The mind however, is not locked inside our body, it traverses other realms when we fall asleep for example. This was very important for me to actually differentiate for myself because the second time around I knew what to expect so I needed to go in prepared. I needed to know where I existed; the “me,” my energy, my soul. If things went terribly wrong and I became a vegetable I needed to know I was still going to be me in some capacity. This, and several other questions which I would otherwise have never asked myself, (such as “what is reality really?” when considering I could very well be hallucinating experiences) became such an intriguing journey for me in understanding our collective human experience.
If we are each creating our own reality, which in so many words I believe we do, why are there things in our own personalife we don’t find ourselves worthy of? Why would we not consider ourselves worthy of Love? Of money? Of abundance? What are the biggest lies we tell ourselves?

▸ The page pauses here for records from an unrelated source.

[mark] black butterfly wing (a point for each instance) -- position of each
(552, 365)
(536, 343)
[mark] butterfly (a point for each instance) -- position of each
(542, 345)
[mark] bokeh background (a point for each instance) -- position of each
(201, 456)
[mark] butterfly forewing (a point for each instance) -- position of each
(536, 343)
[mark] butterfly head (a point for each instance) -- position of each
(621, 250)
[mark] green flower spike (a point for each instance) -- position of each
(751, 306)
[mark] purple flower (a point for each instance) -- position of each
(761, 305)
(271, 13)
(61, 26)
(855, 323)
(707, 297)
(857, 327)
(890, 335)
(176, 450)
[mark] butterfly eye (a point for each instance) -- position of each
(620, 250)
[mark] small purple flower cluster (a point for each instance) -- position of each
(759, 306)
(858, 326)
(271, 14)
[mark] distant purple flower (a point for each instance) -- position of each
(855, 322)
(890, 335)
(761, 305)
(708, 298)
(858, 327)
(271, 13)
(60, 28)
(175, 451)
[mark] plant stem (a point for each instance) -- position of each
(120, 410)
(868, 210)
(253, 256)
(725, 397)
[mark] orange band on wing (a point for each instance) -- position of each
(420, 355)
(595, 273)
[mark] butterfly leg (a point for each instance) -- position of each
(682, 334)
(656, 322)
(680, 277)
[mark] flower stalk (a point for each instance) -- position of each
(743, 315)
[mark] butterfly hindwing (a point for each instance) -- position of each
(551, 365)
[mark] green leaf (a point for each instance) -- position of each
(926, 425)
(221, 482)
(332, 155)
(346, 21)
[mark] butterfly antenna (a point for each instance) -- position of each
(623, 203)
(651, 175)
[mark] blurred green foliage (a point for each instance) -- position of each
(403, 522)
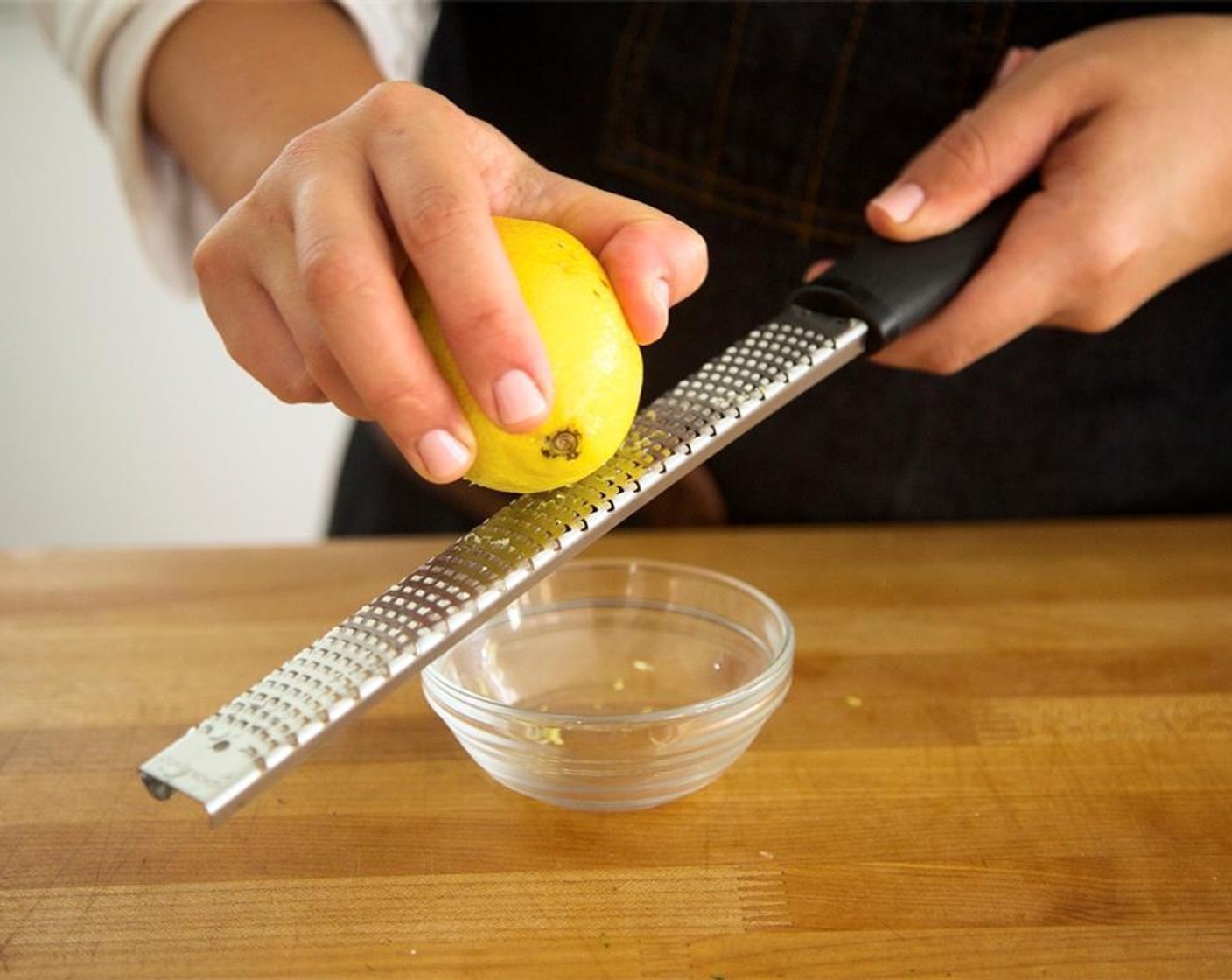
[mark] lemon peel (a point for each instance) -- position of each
(597, 364)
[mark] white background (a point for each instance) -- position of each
(122, 421)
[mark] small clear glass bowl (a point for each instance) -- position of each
(616, 684)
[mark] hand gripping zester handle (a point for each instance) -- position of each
(234, 753)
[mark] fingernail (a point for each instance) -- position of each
(444, 455)
(816, 269)
(518, 398)
(1009, 64)
(663, 296)
(900, 201)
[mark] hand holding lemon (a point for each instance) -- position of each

The night before my second surgery went similar to my first. I asked to be alone and I was overwhelmed with tears and laughter that came out of me from the complete love for my life that I felt that night. If I could get through brain surgery, not once but soon to be twice, with as much joy as I felt in that moment, I knew I could do anything. Absolutely anything. Life is a gift, dream recklessly.
I thought to myself one night, what if I could create a VR experience that allows people to experience immersive life situations without actually having to go through it, would that alleviate suffering? Maybe.
But then I thought, is that not what life is? A giant immersive experience teaching us how to learn from our suffering? In which case, is the BIGGEST lie we tell ourselves that we have anything to fear in the first place? Maybe I’ve been thinking about life all wrong then. Life isn’t something to get through, to endure, maybe it’s something to be played. Play more, find more playmates. Play big, fall hard, take chances, believe in a better tomorrow.
AND IF THE ANSWER ISN’T RIGHT IN FRONT OF YOU, GO CREATE IT.